Like in the title, is there a handy way to compute the $x$ values for which the function
$$f(x) = \sin x \cos \left( \frac{\pi}{2} \sin x \right)$$
reaches its maxima?
The derivative is
$$f'(x) = \cos (x) \cos \left( \frac{\pi}{2} \sin x \right) - \sin(x) \sin \left( \frac{\pi}{2} \sin x \right) \frac{\pi}{2} \cos (x)$$
I can put $f'(x) = 0$ but I don't think it is a quick way to find the maxima's locations.
Are there some observation that can be done in order to quickly find those values of $x$?

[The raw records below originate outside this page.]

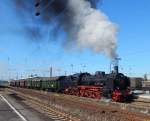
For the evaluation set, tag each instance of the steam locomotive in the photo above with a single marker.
(115, 86)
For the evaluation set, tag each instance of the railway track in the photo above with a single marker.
(94, 108)
(53, 113)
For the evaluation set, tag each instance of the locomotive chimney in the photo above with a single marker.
(116, 65)
(116, 69)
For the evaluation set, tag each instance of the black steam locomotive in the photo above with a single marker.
(114, 85)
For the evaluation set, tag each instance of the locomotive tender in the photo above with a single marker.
(114, 85)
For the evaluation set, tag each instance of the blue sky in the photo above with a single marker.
(19, 56)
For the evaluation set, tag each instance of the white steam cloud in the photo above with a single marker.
(92, 29)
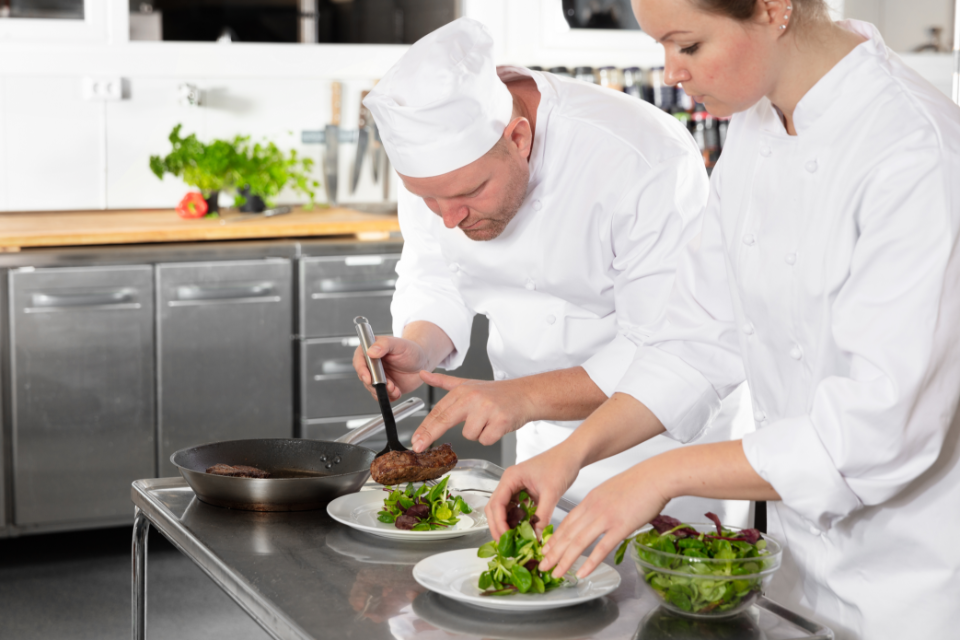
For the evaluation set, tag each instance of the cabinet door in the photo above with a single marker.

I can't completely answer your question, but here's what I've got so far:
$f'(x) = \cos x \cos(\frac{\pi}{2} \sin x) - \frac{\pi}{2}\sin x \cos x \sin(\frac{\pi}{2} \sin x)$ $= \cos x(\cos(\frac{\pi}{2} \sin x) - \frac{\pi}{2}\sin x \sin(\frac{\pi}{2} \sin x))$
Setting this equal to $0$, we either have $\cos x = 0$ or $\cos(\frac{\pi}{2} \sin x) = \frac{\pi}{2} \sin x \sin (\frac{\pi}{2} \sin x)$. In the former case, $\sin x = \pm 1$, so $f(x) = 0$. This obviously does not correspond to the maximum of $f(x)$.
In the latter case, we need to solve $1 = \frac{\pi}{2} \sin x \tan(\frac{\pi}{2} \sin x)$. We can make our lives easier by setting $u = \frac{\pi}{2} \sin x$, so now we're solving $$1 = u \tan u$$ I am not aware of any easy solutions to this equation. More than likely, there are no elementary solutions. To proceed, you'll need to use numerical methods.